CLAASEN J :
 The applicant (defendant in the main matter) approached this court for leave to appeal against a ruling in an application to amend pleadings brought by the respondent (plaintiff in the main matter). The said ruling granted the application for amendment of pleadings, with costs to be capped in terms of r 32(11).
 Apart from the leave to appeal, the applicant also seeks condonation for the late filing of this application, leave to withdraw the application for leave to appeal filed on 29 May 2023 and accepting the application for leave to appeal that was filed on 02 June 2023 as well as costs in the event that it is opposed.
 The court invited the parties to argue both applications as prospects of success have a bearing on the question as to whether leave to appeal ought to be granted. The test for leave to appeal is whether another court may come to a different conclusion on the matter in question.
 Although the condonation application and the application for leave to appeal was opposed, during the arguments, the respondent no longer took issue with the condonation. Counsel for the applicant however correctly argued that he nevertheless still has to satisfy the requirements for that. An applicant that seeks condonation has to provide a reasonable explanation for the delay and persuade the court that there are prospects of success.
 The explanation proffered is that the legal practitioner had confused the applicable rules and had erroneously harbored under the impression that the matter resort under the rule 7(1) of the Rules of the Supreme Court instead of rule 115(2) of the Rules of the High Court. The applicant is three days late with its application, which is not an excessive time period.
 As for the second leg of the test, counsel for the applicant summarized the two grounds of appeal as pertaining to the issue of prescription and the issue of costs of the amendment application. He construed a certain sentence in this court’s ruling on the amendment of pleadings as constituting a final pronouncement as to the issue of prescription. In support of his contention he cited Stroud v Steel Engineering Co Ltd and another wherein it was stated that when prescription is not common cause, an application for the amendment of a claim whereby a new cause of action is introduced, is normally not the place to attempt to have that issue decided. He also referred to Negongo v Nampost Limited wherein a ruling was made on a special plea of prescription after it had been argued.

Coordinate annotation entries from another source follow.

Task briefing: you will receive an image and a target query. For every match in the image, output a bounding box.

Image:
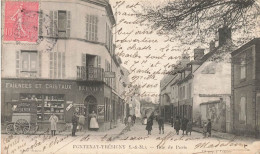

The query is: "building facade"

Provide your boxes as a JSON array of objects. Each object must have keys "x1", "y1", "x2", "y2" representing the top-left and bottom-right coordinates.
[
  {"x1": 231, "y1": 38, "x2": 260, "y2": 138},
  {"x1": 1, "y1": 0, "x2": 128, "y2": 130}
]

 Counsel for the respondent argued that there is no merit in the application for leave to appeal. He submitted that it is not possible to construe the particular sentence that counsel for the applicant referred to as being a final pronouncement on prescription, especially since further along it is categorically stated that the applicant will be afforded the chance to plead again to the amended particulars. He also argued that the Negonga matter does not support the applicant as the special plea was dismissed. He also referred to the applicable principles as set out in Hartzenberg v Standard Bank Namibia Limited on which reliance was placed during the arguments in the hearing of the amendment of pleadings and there is no need to rehash it here.

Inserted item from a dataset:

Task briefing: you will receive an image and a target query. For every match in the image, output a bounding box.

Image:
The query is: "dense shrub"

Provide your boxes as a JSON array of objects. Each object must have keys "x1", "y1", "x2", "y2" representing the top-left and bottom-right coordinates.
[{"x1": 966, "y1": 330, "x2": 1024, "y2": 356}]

 As for the adverse cost order, counsel for the applicant argued that the costs order should have been granted in favour of the defendant, who is burdened with the prejudice by the additional pleadings to be filed again. Counsel for that respondent argued that normally cost follows the event. He submitted that amendment applications constitute an exception to the preceding rule, as the party that seeks the indulgence ought to pay. However, he qualified that by saying that when a party who opposes has no good grounds to do so, it is within the court’s discretion for such a party to bear the costs. In the current matter before court he argued that the main objection in the amendment application was the prescription issue, whilst the defendant knew that they can plead afresh, which justifies the adverse cost order.
 In contemplation of the ground pertaining to prescription, there is no merit in the contention that it was a final pronouncement by the court on the issue. It cannot be, as there was no special plea of prescription for the court to have made a final pronouncement on that. The issue of prescription was raised by the defendant (respondent in the application for amendment of pleadings) as part of the contention that a new claim will come about if the amendment is permitted. As such the court had to answer to that argument in the ruling. Finally, it was categorically clear in the ruling at para 14 that the defendant can plead again and that is why timelines for further exchange of pleadings were given. At this juncture there is nothing that prohibits the defendant from raising a special plea of prescription, if it is so inclined, where after a court will adjudicate on the matter once it is trial ready.
 This court has asked both counsel to address the issue as to whether the interlocutory cost order in question is final and appealable and whether the court is functus officio on that. The responses by both counsel were that rule103 of the High Court Rules permits a cost order to be varied in certain instances.
 In returning to the main issue, it is my view that no other court will come to a different conclusion in respect of the matter, which have a bearing on the applicant’s prospects of success in the condonation application. Evidently, when condonation is required, that has to be dealt with first. It is my considered view that there are no prospects of success and the application for condonation stand to fail. Having refused the condonation application it is no longer necessary to deal with the application for leave to appeal.
 In the result the following order is made:
1. The condonation application is refused.
2. The applicant is ordered to pay the respondent’s cost occasioned by the condonation and leave to appeal applications, to be capped in terms of rule 32(11).
3. The application for leave to appeal is struck off the roll.
4. The matter is postponed to 23 August 2023 at 8h30 for a status hearing.
5. The parties to file a joint status report no later than 18 August 2023.